The federal government has released guidance on how members of the public can protect their reproductive health privacy in the wake of the Supreme Court's decision to overturn Roe v. Wade.

As many Republican-led states have moved to criminalize abortion, the Biden adminsitraiton provided the recommendations to assuage the fears of women worried that their healthcare providers or period apps could release information to authorities investigating abortion.

"How you access health care should not make you a target for discrimination. HHS stands with patients and providers in protecting HIPAA privacy rights and reproductive health care information," HHS Secretary Xavier Becerra said in a June 29 agency news release. "Anyone who believes their privacy rights have been violated can file a complaint with OCR as we are making this an enforcement priority. Today's action is part of my commitment to President Biden to protect access to health care, including abortion care and other forms of sexual and reproductive health care."

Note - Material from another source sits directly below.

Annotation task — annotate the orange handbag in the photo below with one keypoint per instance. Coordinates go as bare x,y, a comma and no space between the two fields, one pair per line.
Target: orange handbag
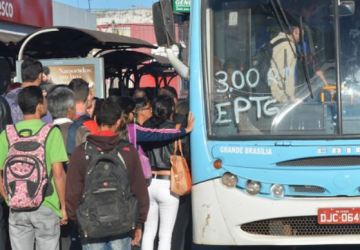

Healthcare providers are not required to divulge private medical information to third parties, HHS said. Disclosures to law enforcement are "permitted only in narrow circumstances tailored to protect the individual's privacy and support their access to health care, including abortion care," the agency wrote.

However, HIPAA and other federal medical privacy rules do not protect health information stored on a person's phone or tablet, so HHS advises concerned people to turn off their location services and only use secure and private apps, browsers and search engines.